And not enough time to blog about all of them. Two that seem to be really important and worth noticing in recent debates around the blogosphere among the chattering classes are the idea (subscription required) that State Defaults after the Jacksonian economic crisis were good to establish US credibility, and the notion that Total Factor Productivity (TFP) was essential for the US recovering from the Great Depression.Very briefly I’ll discuss why these two propositions are just wrong. Sargent argues that by guaranteeing State debts the Hamiltonian system created moral hazard, and that the States defaults of the 1840s, which resulted from this arrangement, were instrumental in creating a credible fiscal commitment to sound finance. In his words: “in refusing to bail out the states in the early 1840s … the federal government reset its reputation vis-à-vis the states, telling them in effect not to expect it to underwrite their profligacy.” The lesson for Europe is let the periphery default, and, by the way, that would lead them to fiscal consolidation by even more austerity (yep he never heard of multipliers). At any rate, this account of the United States experience is pure fiction.
First of all the collapse had nothing to do with profligacy, and all to do with prices of cotton falling, and States defaulting on foreign debt, not domestic debt. In Europe the countries do print the money in which their debt is denominated, the problem is that the ECB is not willing to do it. The crisis is self-made, and if the ECB monetized a bit of debt there would be no danger of inflation, since the economies are really (really) far from full employment.
Further, the US national government at that point had no public debt (Jackson paid it down and caused a financial crash; he also required payments of public lands in specie, that is the crisis was worsened by austerity and sound money), and no national bank or monetary authority. Hence, it could not bail the States out. Only after the Civil War, with greenbacks, a more centralized management of debt and money were created in the US. So there is no possibility that the reputation of something that did not exist until the 1860s was built in the 1840s.

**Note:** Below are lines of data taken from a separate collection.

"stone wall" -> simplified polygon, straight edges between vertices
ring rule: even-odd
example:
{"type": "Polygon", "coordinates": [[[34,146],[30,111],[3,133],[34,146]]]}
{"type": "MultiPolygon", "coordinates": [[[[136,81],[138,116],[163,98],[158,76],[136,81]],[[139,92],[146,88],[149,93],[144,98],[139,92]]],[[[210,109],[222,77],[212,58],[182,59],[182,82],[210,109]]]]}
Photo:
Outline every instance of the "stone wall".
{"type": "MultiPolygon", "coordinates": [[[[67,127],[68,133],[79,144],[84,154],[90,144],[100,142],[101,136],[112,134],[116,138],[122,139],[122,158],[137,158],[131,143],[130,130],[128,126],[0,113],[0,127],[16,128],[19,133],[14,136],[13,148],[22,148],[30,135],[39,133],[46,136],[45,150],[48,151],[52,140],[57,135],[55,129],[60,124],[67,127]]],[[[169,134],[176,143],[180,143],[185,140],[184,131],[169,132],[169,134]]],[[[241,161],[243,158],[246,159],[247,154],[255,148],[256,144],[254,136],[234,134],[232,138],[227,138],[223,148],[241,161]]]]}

Sargent's anal fixation with austerity in order to pay debts, even those in domestic currency, and his lack of understanding of basic events in the history of the United States are appalling. And this guy got a Sveriges Riksbank Prize in Economic Sciences in Memory of Alfred Nobel (yep, it’s not a real Nobel!).
Field is an interesting case. The mistake in his book is not of his making, in all fairness, but the result of the profession's lack of understanding of basic economic principles. His point, well explained by Mark Thoma, is that part of the recovery in the 1930s was caused by rapid growth in productivity (TFP). Nothing against the argument, which might be (and probably is) true, to some extent. Note also that productivity is not only pro-cyclical but also structural and demand-led, which means that some of the increase in productivity was actually caused by the recovery. But the problem is that TFP is not a measure of productivity.
Note that TFP is based on the notion that there is a production function in which output (Y) is a function of labor (N) and capital (K), and forget for a second the problems of using the notion of a quantity of capital. In addition, we know that income (Y) is equal to the payments to labor (N) and capital (K). So we have a theoretical construct and an identity:
Y=f(N, K) and Y=wN+rK
Obviously if you derive Y with respect to time, you must obtain from either equation that the growth of Y over time is a function of growth in labor and capital, and either some additional part, which depends on the technology f(…) in the theoretical construct, and the weighted average of the growth of wages (w) and profits (r) in the identity. And yes the second is an identity and by definition (constructed in the national accounts) true. So TFP is a residual that says something about income distribution. Let’s please use labor productivity, when discussing productivity. For more on that see, for example, Felipe and McCombie (2001; subscription required).